An issue that keeps coming up:
Is the person holding the camera responsible for taking the photo,
or is the camera's job? Is the person just a "subject selector" (or
a "bipod")?

Optics is still relevent to photography. But photography (per se)
may be irrelevant to a "subject selector" or "bipod". He holds the
camera and decides where to point it, but the camera has to figure
out how to get the shot. (For example, it might use face recognition
firmware to decide where to focus and/or where to meter.)

It's not much different than if he'd hired a photographer and told him
"take a picture of that from right here!". Only in this case, the
"photographer" is electronic...and really, really stupid.

The one aspect of photography that a "bipod" can control is
perspective. But most just dial their zooms...because it's easier than
walking or because they don't know any better.

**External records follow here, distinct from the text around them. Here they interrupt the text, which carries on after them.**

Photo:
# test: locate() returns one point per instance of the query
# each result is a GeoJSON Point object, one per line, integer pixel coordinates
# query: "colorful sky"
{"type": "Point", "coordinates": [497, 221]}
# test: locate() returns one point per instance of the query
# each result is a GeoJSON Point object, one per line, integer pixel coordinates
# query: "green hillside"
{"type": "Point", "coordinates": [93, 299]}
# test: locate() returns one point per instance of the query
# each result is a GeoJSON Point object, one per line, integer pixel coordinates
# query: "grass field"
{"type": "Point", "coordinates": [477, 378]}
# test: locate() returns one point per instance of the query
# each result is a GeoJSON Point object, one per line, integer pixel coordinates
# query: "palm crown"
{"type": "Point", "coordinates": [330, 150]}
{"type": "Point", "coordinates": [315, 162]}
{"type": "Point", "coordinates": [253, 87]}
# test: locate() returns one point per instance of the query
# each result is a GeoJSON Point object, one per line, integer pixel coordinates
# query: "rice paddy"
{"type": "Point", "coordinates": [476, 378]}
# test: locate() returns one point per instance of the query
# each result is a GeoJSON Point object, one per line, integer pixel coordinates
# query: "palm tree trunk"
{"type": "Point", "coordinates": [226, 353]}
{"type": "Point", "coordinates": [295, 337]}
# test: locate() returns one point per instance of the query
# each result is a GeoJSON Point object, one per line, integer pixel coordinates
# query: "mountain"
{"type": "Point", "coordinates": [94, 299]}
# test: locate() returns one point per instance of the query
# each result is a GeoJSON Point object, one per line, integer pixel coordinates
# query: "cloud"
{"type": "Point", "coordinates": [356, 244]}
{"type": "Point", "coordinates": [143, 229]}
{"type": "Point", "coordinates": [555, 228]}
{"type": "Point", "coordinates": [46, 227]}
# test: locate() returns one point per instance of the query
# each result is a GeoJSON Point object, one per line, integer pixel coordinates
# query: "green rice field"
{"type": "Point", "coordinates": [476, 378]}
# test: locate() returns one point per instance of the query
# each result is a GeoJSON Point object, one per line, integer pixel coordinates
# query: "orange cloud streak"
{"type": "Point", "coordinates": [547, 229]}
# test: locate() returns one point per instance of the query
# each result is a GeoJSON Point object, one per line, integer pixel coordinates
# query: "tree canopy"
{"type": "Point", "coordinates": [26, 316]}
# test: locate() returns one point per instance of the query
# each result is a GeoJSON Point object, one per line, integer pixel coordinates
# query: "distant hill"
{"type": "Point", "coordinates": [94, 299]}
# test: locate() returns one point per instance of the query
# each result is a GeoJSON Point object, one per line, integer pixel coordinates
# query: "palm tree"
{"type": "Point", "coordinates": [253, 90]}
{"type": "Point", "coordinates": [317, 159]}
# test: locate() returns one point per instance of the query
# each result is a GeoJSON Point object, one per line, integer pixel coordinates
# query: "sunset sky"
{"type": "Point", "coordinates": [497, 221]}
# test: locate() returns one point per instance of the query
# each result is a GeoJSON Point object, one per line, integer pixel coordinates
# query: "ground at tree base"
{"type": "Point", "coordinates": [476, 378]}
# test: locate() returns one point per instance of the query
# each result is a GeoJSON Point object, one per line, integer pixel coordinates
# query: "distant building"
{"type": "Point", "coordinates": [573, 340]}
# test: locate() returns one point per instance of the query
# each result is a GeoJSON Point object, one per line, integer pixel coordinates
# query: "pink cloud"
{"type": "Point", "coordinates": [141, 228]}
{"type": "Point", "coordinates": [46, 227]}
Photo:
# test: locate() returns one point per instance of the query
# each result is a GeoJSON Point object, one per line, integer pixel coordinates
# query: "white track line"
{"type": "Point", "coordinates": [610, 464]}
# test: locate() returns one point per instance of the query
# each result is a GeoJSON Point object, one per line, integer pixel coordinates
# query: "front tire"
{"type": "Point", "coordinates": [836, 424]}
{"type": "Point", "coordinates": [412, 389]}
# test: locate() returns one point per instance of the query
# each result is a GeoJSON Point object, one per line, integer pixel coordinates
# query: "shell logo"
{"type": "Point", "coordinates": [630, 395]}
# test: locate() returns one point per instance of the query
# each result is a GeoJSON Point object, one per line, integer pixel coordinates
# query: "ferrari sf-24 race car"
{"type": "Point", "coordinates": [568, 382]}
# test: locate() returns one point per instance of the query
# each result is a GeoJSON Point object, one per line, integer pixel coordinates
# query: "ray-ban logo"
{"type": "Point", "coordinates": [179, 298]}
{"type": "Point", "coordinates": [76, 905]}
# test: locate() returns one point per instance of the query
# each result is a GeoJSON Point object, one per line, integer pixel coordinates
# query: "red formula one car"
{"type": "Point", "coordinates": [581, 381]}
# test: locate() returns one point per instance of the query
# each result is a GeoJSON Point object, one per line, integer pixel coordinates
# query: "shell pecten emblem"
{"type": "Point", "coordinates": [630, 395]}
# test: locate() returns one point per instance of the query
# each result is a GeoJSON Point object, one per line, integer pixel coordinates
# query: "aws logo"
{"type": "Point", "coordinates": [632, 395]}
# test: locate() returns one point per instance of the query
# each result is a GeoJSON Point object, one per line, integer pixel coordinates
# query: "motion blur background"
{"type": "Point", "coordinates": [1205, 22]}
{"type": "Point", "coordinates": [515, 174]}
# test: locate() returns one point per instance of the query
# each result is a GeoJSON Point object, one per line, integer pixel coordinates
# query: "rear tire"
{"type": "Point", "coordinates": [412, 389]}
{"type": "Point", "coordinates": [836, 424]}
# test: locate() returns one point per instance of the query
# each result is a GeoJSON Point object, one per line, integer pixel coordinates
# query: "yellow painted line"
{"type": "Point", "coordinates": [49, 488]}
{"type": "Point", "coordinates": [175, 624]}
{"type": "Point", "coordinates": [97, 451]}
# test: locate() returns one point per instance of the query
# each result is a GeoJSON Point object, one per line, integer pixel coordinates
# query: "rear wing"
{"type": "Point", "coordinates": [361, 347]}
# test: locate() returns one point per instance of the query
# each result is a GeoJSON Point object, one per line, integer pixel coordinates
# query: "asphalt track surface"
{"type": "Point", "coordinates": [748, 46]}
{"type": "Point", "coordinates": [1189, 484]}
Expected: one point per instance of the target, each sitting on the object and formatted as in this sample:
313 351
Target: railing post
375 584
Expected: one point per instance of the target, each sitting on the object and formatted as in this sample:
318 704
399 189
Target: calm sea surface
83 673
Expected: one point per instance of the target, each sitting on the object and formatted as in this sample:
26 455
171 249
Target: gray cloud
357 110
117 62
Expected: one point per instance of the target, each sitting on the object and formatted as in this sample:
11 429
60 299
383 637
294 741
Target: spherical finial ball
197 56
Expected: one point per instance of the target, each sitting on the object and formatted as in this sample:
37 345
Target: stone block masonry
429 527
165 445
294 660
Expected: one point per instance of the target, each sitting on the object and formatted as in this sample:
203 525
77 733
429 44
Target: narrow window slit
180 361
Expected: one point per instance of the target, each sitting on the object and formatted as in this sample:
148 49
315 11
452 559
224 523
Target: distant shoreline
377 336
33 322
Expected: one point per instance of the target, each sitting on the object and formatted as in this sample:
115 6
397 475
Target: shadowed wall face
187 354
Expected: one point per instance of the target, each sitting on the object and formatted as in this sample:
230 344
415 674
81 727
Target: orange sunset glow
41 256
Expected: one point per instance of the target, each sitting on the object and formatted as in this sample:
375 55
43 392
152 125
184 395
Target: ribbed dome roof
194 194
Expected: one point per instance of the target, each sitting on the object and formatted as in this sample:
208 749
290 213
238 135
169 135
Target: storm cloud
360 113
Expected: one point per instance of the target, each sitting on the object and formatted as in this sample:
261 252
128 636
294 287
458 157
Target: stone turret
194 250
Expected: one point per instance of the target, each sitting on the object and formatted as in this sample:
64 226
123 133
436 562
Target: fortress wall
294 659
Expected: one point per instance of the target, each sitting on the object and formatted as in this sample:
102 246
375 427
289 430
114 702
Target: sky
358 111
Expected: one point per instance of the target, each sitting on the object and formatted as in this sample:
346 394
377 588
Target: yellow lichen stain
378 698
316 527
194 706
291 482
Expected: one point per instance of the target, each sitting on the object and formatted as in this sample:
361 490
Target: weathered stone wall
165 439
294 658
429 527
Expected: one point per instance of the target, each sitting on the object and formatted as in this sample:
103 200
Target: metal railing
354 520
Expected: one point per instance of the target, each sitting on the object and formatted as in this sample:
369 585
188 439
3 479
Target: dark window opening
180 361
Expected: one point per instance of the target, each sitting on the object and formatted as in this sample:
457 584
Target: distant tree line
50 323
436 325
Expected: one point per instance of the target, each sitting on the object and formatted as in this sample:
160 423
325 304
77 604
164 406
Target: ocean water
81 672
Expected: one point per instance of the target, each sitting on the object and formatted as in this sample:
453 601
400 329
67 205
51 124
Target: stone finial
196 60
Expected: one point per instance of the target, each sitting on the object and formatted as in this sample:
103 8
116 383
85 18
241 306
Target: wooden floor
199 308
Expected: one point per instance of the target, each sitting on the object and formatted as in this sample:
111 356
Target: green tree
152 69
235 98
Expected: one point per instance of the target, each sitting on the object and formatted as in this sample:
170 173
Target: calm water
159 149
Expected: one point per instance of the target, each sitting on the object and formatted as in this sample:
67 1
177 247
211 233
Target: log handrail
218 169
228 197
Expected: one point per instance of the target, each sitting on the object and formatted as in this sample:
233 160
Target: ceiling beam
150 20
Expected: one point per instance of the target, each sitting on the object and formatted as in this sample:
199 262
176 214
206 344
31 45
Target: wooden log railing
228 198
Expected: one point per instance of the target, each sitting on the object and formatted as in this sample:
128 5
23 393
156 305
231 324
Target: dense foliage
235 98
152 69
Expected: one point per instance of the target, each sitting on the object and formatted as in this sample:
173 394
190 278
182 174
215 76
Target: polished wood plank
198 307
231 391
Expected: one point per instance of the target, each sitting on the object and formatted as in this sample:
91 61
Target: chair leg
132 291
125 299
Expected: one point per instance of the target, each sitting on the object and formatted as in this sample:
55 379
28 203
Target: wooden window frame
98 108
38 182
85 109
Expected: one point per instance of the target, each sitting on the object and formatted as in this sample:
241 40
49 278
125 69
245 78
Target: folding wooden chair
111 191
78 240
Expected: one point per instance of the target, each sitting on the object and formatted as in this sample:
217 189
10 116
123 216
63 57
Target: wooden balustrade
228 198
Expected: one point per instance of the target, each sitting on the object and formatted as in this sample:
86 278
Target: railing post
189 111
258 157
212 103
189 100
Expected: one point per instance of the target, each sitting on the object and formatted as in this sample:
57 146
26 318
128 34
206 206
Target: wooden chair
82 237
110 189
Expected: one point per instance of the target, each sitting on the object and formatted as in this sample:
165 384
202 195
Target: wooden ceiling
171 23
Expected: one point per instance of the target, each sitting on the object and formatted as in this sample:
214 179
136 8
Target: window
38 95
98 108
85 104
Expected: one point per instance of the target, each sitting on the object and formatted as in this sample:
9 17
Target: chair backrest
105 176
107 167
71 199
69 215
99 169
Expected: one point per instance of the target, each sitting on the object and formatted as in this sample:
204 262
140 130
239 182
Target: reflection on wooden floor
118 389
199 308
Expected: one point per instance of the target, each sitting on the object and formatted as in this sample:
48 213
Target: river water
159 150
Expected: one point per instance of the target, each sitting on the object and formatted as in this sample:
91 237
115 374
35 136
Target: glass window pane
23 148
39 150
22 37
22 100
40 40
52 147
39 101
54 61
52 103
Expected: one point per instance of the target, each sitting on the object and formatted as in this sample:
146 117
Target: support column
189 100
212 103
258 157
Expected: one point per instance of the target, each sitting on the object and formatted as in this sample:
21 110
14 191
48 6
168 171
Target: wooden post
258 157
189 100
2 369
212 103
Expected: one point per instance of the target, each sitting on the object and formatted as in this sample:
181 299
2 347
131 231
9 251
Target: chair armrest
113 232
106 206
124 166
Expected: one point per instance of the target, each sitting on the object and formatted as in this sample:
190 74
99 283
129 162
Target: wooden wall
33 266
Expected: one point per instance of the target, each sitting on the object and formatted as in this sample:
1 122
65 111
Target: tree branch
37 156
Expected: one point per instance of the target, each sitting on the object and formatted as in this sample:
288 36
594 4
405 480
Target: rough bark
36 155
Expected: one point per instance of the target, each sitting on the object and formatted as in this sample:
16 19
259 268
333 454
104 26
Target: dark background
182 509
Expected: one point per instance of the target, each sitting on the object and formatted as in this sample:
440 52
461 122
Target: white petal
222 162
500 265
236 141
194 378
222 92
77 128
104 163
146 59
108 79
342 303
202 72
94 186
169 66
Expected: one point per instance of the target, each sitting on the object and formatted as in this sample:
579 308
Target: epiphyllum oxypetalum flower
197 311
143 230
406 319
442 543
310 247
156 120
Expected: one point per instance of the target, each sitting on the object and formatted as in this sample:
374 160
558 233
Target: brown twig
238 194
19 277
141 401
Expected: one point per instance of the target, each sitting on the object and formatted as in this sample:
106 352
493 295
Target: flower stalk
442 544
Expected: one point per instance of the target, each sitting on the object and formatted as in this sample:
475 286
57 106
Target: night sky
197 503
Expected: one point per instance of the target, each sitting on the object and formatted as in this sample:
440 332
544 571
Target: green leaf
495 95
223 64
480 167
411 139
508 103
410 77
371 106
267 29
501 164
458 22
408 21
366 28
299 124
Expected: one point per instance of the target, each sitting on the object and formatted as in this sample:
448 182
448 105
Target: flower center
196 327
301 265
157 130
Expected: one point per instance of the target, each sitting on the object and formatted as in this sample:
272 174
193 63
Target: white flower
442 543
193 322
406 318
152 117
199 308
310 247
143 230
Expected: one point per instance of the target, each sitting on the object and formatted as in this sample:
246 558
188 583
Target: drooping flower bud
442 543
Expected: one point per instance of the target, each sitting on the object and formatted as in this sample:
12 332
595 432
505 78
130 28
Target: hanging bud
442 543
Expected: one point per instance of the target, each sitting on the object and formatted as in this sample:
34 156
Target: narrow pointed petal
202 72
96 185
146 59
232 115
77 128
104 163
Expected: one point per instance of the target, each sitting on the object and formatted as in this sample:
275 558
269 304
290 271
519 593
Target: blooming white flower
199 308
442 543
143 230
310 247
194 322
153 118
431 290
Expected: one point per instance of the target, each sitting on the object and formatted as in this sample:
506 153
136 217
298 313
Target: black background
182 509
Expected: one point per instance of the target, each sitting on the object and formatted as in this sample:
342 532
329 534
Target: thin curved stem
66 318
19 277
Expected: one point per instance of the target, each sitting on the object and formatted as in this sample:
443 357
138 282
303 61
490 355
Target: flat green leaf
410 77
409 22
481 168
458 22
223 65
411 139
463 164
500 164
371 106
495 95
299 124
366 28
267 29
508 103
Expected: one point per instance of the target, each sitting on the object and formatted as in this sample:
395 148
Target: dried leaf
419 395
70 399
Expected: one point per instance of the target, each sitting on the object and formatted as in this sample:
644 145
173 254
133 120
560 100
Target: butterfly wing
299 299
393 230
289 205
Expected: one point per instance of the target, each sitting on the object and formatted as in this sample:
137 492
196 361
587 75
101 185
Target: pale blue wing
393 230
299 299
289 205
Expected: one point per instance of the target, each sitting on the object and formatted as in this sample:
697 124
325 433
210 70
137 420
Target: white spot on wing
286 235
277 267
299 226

So today, maybe today photography is something that cameras do,
not people. "Calculator" used to be a job title, now it's a machine.

The big problem with this approach is that digital computers make great
calculators but lousy photographers -- visual perception is not their
strong suit. Neither is art, emotion or intuition. But they are darn
good at crunching numbers.

Cameras do not perceive the world anything like how humans do. They don't
have two eyes...they don't even have eyes! They don't know what they are
looking at: for example, they don't know that oranges are orange--they don't even
know what an orange is! To borrow a phrase from William James (describing how
a new born infant sees the world), they see "blooming, buzzing confusion"...
and try to meter it.

Naturally, a camera making decisions makes a lot of mistakes. Hence the popularirty
of "shoot lots and cull" and "fix it in PhotoSlop". Occasionally, the results of this
stochastic process look pretty good. :-)

That's your brave new electronic "photographer": an algorithm connected
to a light sensor, having far less intelligence than a mouse. And it's weilded
by a peson who just selects subjects and then post-processes--hoping against
hope for a lucky shot.

If you hand your Nikon to a monkey and teach him to push the shutter button,
is the monkey now a photographer? It is "taking pictures".

Personally, I prefer photos taken by human beings who have full control over
the process and know what they are doing (optics, etc.). That's what I mean
by "photographer" -- not a monkey, not a machine.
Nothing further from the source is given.